Are non-browser applications out of control in your workplace?

Want a sense of where the online action is? Just look around the workplace. The graphic designer heavy into house music is streaming cuts from that underground station in Houston. The junior sales rep with a weakness for online gaming is engaged in the final assault on his unseen opponents. The account exec who wants to tweak the dinner party menu on her home computer is using a remote access application to do so. And just about everyone is using IM—to trade jokes, make weekend plans, and maybe even do some work.

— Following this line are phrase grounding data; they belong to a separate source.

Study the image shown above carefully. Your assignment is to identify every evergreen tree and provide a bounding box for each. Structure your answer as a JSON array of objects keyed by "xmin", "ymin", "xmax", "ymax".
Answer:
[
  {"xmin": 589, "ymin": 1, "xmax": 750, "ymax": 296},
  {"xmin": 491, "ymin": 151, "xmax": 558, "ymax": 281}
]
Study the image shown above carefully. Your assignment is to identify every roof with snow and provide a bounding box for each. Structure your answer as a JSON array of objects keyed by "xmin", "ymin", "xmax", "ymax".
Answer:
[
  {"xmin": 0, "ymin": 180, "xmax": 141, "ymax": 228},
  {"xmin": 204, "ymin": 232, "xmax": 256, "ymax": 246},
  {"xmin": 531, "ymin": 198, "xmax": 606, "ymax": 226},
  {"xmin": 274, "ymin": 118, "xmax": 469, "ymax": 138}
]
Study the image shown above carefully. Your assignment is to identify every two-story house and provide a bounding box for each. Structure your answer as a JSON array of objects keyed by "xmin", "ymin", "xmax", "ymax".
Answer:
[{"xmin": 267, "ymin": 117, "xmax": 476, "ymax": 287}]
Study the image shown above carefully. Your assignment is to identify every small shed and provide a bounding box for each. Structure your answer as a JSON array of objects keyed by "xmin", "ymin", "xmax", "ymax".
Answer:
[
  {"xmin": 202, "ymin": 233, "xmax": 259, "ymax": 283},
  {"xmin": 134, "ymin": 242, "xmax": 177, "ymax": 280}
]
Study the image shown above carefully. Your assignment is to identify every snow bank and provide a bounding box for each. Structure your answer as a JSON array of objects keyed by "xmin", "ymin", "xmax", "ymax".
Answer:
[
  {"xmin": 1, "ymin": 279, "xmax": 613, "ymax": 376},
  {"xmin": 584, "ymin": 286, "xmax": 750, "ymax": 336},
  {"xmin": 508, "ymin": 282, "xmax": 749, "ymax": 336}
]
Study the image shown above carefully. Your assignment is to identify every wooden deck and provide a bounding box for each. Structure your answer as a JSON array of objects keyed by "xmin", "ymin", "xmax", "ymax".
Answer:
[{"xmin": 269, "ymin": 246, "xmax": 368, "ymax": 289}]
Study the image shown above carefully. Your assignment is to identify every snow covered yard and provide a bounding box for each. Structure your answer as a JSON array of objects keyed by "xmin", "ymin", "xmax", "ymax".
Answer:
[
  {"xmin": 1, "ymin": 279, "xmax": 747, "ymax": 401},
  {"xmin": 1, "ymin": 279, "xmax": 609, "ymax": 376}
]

It's all going on outside the "confines" of the Web browser—and thus in many cases not monitored, controlled, or secured in any way. Consider it a logical consequence of the progress developers have made in harnessing the power of the Internet as an application platform—and of the appeal and popularity these applications enjoy among users of all kinds.

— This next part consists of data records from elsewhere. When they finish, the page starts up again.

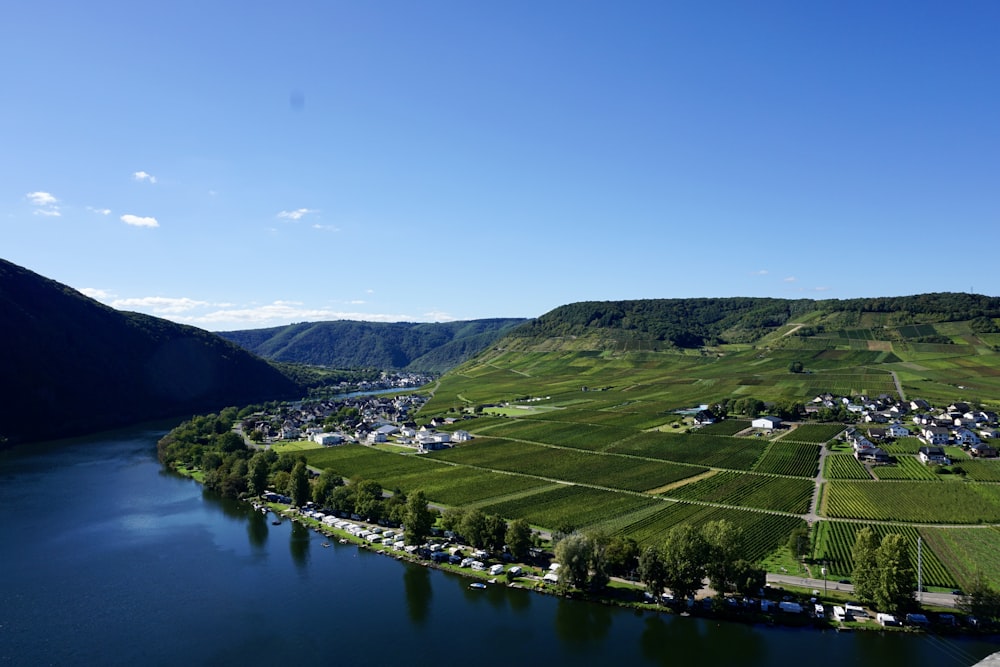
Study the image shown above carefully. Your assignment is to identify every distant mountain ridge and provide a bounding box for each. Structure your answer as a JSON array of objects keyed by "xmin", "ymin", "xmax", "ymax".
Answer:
[
  {"xmin": 0, "ymin": 258, "xmax": 301, "ymax": 446},
  {"xmin": 217, "ymin": 318, "xmax": 528, "ymax": 372}
]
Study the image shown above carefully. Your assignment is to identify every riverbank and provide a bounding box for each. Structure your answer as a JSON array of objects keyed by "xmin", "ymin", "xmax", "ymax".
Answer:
[{"xmin": 246, "ymin": 492, "xmax": 984, "ymax": 638}]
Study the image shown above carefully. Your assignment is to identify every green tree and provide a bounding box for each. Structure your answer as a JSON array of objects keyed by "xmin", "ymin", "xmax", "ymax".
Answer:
[
  {"xmin": 788, "ymin": 525, "xmax": 810, "ymax": 562},
  {"xmin": 789, "ymin": 360, "xmax": 804, "ymax": 373},
  {"xmin": 732, "ymin": 559, "xmax": 767, "ymax": 597},
  {"xmin": 484, "ymin": 514, "xmax": 508, "ymax": 552},
  {"xmin": 661, "ymin": 524, "xmax": 707, "ymax": 601},
  {"xmin": 404, "ymin": 490, "xmax": 435, "ymax": 545},
  {"xmin": 505, "ymin": 518, "xmax": 532, "ymax": 561},
  {"xmin": 873, "ymin": 533, "xmax": 914, "ymax": 613},
  {"xmin": 554, "ymin": 533, "xmax": 593, "ymax": 589},
  {"xmin": 287, "ymin": 461, "xmax": 311, "ymax": 507},
  {"xmin": 638, "ymin": 545, "xmax": 668, "ymax": 601},
  {"xmin": 957, "ymin": 572, "xmax": 1000, "ymax": 622},
  {"xmin": 702, "ymin": 519, "xmax": 744, "ymax": 595},
  {"xmin": 246, "ymin": 451, "xmax": 271, "ymax": 497},
  {"xmin": 353, "ymin": 479, "xmax": 384, "ymax": 521},
  {"xmin": 460, "ymin": 508, "xmax": 488, "ymax": 549},
  {"xmin": 604, "ymin": 535, "xmax": 640, "ymax": 578},
  {"xmin": 851, "ymin": 527, "xmax": 880, "ymax": 605},
  {"xmin": 440, "ymin": 507, "xmax": 467, "ymax": 535},
  {"xmin": 312, "ymin": 468, "xmax": 343, "ymax": 506}
]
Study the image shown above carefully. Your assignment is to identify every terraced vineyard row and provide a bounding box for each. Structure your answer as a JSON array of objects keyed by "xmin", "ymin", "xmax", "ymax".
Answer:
[
  {"xmin": 813, "ymin": 520, "xmax": 957, "ymax": 588},
  {"xmin": 623, "ymin": 503, "xmax": 806, "ymax": 561},
  {"xmin": 429, "ymin": 436, "xmax": 706, "ymax": 491},
  {"xmin": 304, "ymin": 445, "xmax": 548, "ymax": 505},
  {"xmin": 753, "ymin": 441, "xmax": 820, "ymax": 477},
  {"xmin": 696, "ymin": 419, "xmax": 752, "ymax": 436},
  {"xmin": 478, "ymin": 484, "xmax": 658, "ymax": 531},
  {"xmin": 609, "ymin": 432, "xmax": 766, "ymax": 471},
  {"xmin": 470, "ymin": 418, "xmax": 633, "ymax": 452},
  {"xmin": 823, "ymin": 480, "xmax": 1000, "ymax": 523},
  {"xmin": 823, "ymin": 454, "xmax": 871, "ymax": 480},
  {"xmin": 663, "ymin": 470, "xmax": 813, "ymax": 514},
  {"xmin": 871, "ymin": 456, "xmax": 940, "ymax": 481},
  {"xmin": 779, "ymin": 423, "xmax": 846, "ymax": 444},
  {"xmin": 959, "ymin": 460, "xmax": 1000, "ymax": 482}
]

  • A study in October 2007 by Nielsen Media Research found that one in four Internet users had streamed full-length television episodes online in the last three months, including 39 percent of people ages 18 to 34 and 23 percent of those 35 to 54.
  • In its survey of 9,000 trend-setting consumers from 17 countries, The Future Laboratory found that 17 percent take part in massively multiplayer online role playing games (MMORPGs). Gary McGraw, author of the book Exploiting Online Games, says that there are as many as 12 million people worldwide who are now regularly playing MMORPGs; the game World of Warcraft by itself has 8 million subscribers. At any one time, he notes, about half a million people are playing these games together.
  • P2P remains popular, with some broadband equipment makers pegging the amount of file-sharing via applications like BitTorrent at 35 percent to 45 percent of all data downloaded in the U.S.; others put it as high as 50 percent to 90 percent

Clearly, with usage patterns like this, non-browser applications are now thought of as an essential part of the online experience. And, in fact, there sometimes is a legitimate business reason for using them in the workplace, whether for collaborating with other employees in real time or streaming a sales seminar. But it's those other uses that organizations should be concerned about.